I gerarchi comunisti avevano messo due guardie a sorvegliarlo e le cambiavano ogni 15 giorni ma dopo un po’ non le hanno più cambiate, hanno lasciato le stesse perché piano piano le aveva “contaminate”, raccontando di un mondo diverso da quello del Vietnam comunista.

Le parole del cardinale accendono l’immaginario delle sue guardie. E’ così che funziona l’annuncio cristiano: ognuno di noi si è innamorato del Signore Gesù quando la sua immaginazione è divampata, conquistata dal Signore Gesù.

La potenza della parola tiene viva l’immaginazione (papa Giovanni Paolo II che da giovane faceva “Il teatro della resistenza”).

Un annuncio che abbatte i muri. Scegliamo l’esempio dell’emorroissa,

Mc 5, 25-34: [25] Or una donna, che da dodici anni era affetta da emorragia [26] e aveva molto sofferto per opera di molti medici, spendendo tutti i suoi averi senza nessun vantaggio, anzi peggiorando, [27] udito parlare di Gesù, venne tra la folla, alle sue spalle, e gli toccò il mantello. Diceva infatti: [28] «Se riuscirò anche solo a toccare il suo mantello, sarò guarita». [29] E subito le si fermò il flusso di sangue, e sentì nel suo corpo che era stata guarita da quel male.

[30] Ma subito Gesù, avvertita la potenza che era uscita da lui, si voltò alla folla dicendo: «Chi mi ha toccato il mantello?». [31] I discepoli gli dissero: «Tu vedi la folla che ti si stringe attorno e dici: Chi mi ha toccato?». [32] Egli intanto guardava intorno, per vedere colei che aveva fatto questo. [33] E la donna impaurita e tremante, sapendo ciò che le era accaduto, venne, gli si gettò davanti e gli disse tutta la verità. [34] Gesù rispose: «Figlia, la tua fede ti ha salvata. Và in pace e sii guarita dal tuo male».

Lo sguardo di Gesù fa emergere dalla folla indistinta la persona destinata a dire: eccomi. (Come Dio in Genesi 1, che guarda e chiama per nome.) La donna si butta in ginocchio, è consapevole di aver infranto la Torà perché non poteva toccare nessuno nelle sue condizioni, e tremante dice apertamente tutto. In questa situazione Gesù ha due possibilità: chiudere di nuovo quella donna nel suo sepolcro o liberarla. Gesù non fa finta di niente, fa molto di più, butta giù il muro che ha isolato questa donna per 12 anni e davanti a tutti dice: “figlia la tua fede ti ha salvata, va in pace.” Gesù sta indicando questa donna pubblicamente come un esempio di fede. Questa donna è liberata dal male, non solo dalla sua malattia, ma dall’umiliazione, dal male dell’ignoranza, dell’ideologia.
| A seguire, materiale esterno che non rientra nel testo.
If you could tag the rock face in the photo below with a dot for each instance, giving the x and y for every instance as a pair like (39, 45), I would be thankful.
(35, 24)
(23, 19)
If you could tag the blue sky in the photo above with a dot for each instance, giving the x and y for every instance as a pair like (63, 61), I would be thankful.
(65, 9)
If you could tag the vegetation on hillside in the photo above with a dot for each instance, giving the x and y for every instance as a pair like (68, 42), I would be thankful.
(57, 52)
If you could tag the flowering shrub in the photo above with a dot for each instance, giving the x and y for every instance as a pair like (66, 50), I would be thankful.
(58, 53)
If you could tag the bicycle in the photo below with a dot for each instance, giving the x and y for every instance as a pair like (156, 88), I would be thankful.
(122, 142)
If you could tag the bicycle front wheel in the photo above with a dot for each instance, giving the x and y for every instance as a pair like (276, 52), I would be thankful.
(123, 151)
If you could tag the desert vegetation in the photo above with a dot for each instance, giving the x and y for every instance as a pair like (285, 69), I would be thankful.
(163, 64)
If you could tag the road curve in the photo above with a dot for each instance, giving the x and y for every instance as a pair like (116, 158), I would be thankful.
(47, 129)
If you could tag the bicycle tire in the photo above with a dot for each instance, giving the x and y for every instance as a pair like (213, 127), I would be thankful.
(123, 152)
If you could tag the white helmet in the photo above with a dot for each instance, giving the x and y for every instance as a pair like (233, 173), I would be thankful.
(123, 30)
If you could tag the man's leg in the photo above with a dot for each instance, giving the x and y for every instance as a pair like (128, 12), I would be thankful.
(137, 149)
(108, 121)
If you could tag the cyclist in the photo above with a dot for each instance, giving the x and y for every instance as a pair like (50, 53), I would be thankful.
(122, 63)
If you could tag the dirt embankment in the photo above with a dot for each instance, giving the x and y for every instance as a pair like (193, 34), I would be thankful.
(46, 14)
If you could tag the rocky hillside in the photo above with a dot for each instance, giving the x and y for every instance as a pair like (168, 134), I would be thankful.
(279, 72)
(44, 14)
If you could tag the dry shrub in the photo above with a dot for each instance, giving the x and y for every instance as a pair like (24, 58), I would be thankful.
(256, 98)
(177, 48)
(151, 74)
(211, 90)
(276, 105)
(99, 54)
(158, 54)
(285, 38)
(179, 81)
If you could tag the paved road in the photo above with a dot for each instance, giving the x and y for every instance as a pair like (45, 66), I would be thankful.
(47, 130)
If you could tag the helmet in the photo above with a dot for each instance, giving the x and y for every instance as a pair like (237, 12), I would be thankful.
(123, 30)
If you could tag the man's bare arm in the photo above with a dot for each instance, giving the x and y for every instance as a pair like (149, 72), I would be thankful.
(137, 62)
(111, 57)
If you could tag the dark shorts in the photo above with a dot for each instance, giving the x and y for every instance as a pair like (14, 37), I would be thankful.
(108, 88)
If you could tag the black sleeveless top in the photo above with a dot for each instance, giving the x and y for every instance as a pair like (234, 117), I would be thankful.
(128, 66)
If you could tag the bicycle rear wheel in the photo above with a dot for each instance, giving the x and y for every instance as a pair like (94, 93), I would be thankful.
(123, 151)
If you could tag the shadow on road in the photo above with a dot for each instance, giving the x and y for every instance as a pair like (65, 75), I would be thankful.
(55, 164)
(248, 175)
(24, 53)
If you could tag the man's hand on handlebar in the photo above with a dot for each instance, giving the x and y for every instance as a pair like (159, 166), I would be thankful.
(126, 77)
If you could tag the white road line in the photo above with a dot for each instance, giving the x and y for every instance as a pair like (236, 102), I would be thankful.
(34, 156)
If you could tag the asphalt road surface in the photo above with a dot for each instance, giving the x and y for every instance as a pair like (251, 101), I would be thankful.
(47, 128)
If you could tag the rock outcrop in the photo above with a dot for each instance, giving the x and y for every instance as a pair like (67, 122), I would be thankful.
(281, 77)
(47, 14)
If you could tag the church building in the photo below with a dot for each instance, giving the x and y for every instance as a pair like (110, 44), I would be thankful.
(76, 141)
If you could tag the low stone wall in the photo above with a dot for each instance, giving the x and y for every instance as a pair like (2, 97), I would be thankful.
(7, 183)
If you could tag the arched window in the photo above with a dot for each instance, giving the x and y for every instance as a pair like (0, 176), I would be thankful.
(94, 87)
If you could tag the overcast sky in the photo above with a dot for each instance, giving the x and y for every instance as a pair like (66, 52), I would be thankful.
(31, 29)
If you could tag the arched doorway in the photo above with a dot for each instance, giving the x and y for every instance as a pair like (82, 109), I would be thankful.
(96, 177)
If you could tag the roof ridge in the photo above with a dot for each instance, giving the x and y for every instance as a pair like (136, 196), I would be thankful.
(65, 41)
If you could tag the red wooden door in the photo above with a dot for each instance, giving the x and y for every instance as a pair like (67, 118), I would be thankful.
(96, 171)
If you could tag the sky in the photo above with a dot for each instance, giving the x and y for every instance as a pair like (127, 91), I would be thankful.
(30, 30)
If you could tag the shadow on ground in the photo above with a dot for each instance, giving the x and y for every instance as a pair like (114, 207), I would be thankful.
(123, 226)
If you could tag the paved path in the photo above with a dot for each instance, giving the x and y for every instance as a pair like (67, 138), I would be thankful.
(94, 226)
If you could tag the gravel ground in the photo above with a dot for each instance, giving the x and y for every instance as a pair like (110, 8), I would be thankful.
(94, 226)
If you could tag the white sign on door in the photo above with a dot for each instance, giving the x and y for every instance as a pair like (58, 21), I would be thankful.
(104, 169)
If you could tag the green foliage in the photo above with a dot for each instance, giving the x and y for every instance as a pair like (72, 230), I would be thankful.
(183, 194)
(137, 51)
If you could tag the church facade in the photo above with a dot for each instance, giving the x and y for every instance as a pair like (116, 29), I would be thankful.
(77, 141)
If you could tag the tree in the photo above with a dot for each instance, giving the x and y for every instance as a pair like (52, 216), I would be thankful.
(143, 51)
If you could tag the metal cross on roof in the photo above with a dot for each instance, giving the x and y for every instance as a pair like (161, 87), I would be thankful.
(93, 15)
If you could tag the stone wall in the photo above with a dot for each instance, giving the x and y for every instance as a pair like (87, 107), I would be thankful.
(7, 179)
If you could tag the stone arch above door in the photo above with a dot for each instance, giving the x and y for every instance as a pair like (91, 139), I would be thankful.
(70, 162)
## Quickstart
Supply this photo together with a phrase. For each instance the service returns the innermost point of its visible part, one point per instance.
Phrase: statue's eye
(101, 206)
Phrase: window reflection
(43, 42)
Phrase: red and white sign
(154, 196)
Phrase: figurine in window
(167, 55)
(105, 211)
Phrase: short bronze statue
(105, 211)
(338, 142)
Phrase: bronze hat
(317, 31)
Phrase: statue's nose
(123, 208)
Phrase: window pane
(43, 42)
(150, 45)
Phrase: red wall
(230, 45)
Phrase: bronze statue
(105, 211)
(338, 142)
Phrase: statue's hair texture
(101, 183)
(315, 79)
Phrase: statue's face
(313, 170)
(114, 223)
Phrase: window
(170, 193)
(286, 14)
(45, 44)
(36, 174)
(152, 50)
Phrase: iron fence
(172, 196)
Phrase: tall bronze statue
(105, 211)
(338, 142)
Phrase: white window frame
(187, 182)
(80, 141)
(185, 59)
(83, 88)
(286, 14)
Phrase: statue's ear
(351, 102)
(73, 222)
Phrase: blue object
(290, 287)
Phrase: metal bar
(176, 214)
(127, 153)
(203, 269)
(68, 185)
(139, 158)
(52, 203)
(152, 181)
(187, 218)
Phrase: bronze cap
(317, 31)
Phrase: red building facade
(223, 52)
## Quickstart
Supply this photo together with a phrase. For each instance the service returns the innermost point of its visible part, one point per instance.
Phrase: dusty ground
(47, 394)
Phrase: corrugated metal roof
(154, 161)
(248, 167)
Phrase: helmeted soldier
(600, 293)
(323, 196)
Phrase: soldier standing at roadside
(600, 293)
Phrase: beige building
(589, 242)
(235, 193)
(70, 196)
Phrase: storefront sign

Ognuno di noi, con lo sguardo e la parola, ha il potere di seppellire le persone nel loro carcere o di riscattarle dalla morte, di farle risorgere. Abbiamo questo potere.

Lo Spirito del Signore

  • ci permetta di vivere la gioia di poter con fiducia spalancare le porte della nostra stalla interiore per consegnarla alla potenza di vita che vuol far emergere il meglio di noi,
  • ci permetta di sentire il fischio del treno che ci ridesta, che ci fa uscire dal nostro mondo troppo buio,
  • ci permetta di scoprire che il mondo è grande e che la vita vale la pena di essere vissuta fino in fondo.